Owner Jake Manny (left) and Olivia Hall with chef Chris Barton at Sisters and Brothers. The place’s other chef is Chris Howell (they’re “a team of Chrises,” Manny says). (Dean Rutz/The Seattle Times)
Owner Jake Manny (left) and Olivia Hall with chef Chris Barton at Sisters and Brothers. The place’s other chef is Chris Howell (they’re “a team of Chrises,” Manny says). (Dean Rutz/The Seattle Times)

Manny, Hall and partner Drew Church opened Sisters and Brothers in Georgetown just a month ago. Word of the Nashville hot chicken spread; lines formed that wrapped around the building, snaking toward next-door neighbor Charles Smith’s new winery in the old Dr Pepper plant and the bikini barista stand in the parking lot.

“I was not expecting this whatsoever …” Manny says. “It was supposed to be a bar.”
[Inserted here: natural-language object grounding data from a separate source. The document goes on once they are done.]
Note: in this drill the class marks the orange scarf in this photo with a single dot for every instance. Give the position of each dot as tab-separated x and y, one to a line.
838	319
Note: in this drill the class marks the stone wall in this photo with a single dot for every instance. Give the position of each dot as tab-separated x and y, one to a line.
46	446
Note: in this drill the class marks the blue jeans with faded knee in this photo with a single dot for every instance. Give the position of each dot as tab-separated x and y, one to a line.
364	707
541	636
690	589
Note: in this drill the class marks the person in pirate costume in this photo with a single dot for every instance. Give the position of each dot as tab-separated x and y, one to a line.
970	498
But he’s not modest about his chicken achievement. He recognizes that his cast-iron doesn’t have the decades of seasoning of Prince’s. He allows that there are differences. But he hints that he believes his ingredients are superior: Draper Valley Farms chicken, for example. And, he asserts, “I don’t think that there’s anybody doing it better … Ours is right up there with the best of the hot chicken.”
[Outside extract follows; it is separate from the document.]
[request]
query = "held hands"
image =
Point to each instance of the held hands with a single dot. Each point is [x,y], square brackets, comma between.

Proper Nashville hot chicken isn’t angry orange-red, like a Flamin’ Hot Cheeto. Its color — its flavor — has depth, applied painstakingly, layer by layer. “Usually when people think hot chicken, they think a hot wing,” Manny notes. “This is a completely different animal.”

While it is still technically the same species, Nashville hot chicken is brined, spice-and-lard rubbed, battered, deep-fried in lard in cast-iron Dutch ovens, then brushed with more spices and more lard. A lot of lard is involved. Manny says his chicken, through the multipartite process, makes contact with “probably 25 herbs and spices. The heavy hit’s going to be the cayenne, of course. Each one plays a very specific role.
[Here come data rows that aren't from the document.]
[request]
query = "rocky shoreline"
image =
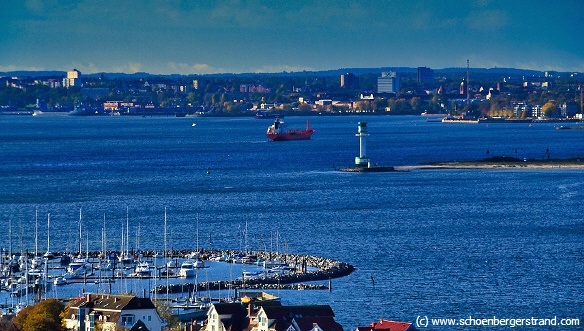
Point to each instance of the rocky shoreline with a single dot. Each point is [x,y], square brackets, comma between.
[327,269]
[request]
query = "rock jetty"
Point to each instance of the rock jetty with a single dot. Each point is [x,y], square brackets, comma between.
[327,269]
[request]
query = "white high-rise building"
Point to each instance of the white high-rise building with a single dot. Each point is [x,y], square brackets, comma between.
[388,82]
[73,79]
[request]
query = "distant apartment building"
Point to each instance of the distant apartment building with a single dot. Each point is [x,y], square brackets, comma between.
[524,110]
[247,88]
[569,109]
[425,75]
[73,79]
[349,80]
[388,82]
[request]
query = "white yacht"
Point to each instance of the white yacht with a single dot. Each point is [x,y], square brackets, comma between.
[187,269]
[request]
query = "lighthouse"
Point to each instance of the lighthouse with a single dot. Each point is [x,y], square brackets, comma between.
[362,161]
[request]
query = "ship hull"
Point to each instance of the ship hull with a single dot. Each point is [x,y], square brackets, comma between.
[294,135]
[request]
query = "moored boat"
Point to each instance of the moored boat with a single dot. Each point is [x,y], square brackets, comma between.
[278,132]
[187,269]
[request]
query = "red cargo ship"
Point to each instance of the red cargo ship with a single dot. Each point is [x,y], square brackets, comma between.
[277,132]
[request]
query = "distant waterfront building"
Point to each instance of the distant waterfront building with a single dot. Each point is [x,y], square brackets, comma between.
[463,88]
[73,79]
[349,80]
[521,110]
[112,312]
[388,82]
[425,75]
[198,84]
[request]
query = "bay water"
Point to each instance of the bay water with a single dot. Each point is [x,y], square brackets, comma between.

“You don’t just throw it in the fryer,” Manny says. He’d learned to make regular fried chicken, Ohio-style, from his mother, who’d learned from his grandmother. In Nashville, he hired people who’d worked “in the top chicken shacks” and mined their knowledge. “A lot of late-night talks about chicken” took place.

He’s quick to give credit for Sisters and Brothers’ success to his chefs here, although they’d never had Nashville hot chicken before; they’re “a team of Chrises,” Chris Barton and Chris Howell, both Tom Douglas alums. Other staff come from Sitka & Spruce, Spinasse, Agrodolce — fine-dining dropouts who seem uniformly gratified to find themselves in this little spot with its red walls and easygoing manner. Manny remodeled it himself; it feels like a clubhouse that happens to serve wildly popular chicken. “Free Bird” might happen to be playing.

Sisters and Brothers’ chicken comes in three speeds: mild, hot and “insane” (you can also get it “naked” — none of the spice treatment — but why would you do that?). It might be hyperbolic to say it glows, but once you’re eating it, in any of its incarnations, it certainly feels that way. The druglike effect of intense spicy heat is well-known, and this chicken pulls your consciousness out of your mind and puts it into your mouth, radiating your being outward with a new purity. You might tear up a little bit, your mouth abuzz and your heart filled with an inchoate feeling about how good it is to be alive.

Manny recommends a Tecate Light pairing. (There’s Seattle Soda for the kids; while it looks like a dive bar, Sisters and Brothers is all-ages.) He points out that all the sides — including a stellar iceberg wedge salad and an extremely creamy mac and cheese, both with house-cured bacon lardons — are carefully calibrated as part of the experience, cooling and soothing. Even the bread-and-butter pickles are made with intention. “They’re so fresh and so clean,” Manny says, “much like the Outkast song.”

Manny has only good things to say about Nashville — he still owns a bar there, so he’d better — but he’s clearly overjoyed to be back home. Sitting in a booth at Sisters and Brothers, he marvels at the wide-open view down Boeing Field to Mount Rainier. The mountain isn’t even out today, but the clouds that amass around it are, he insists, just as good.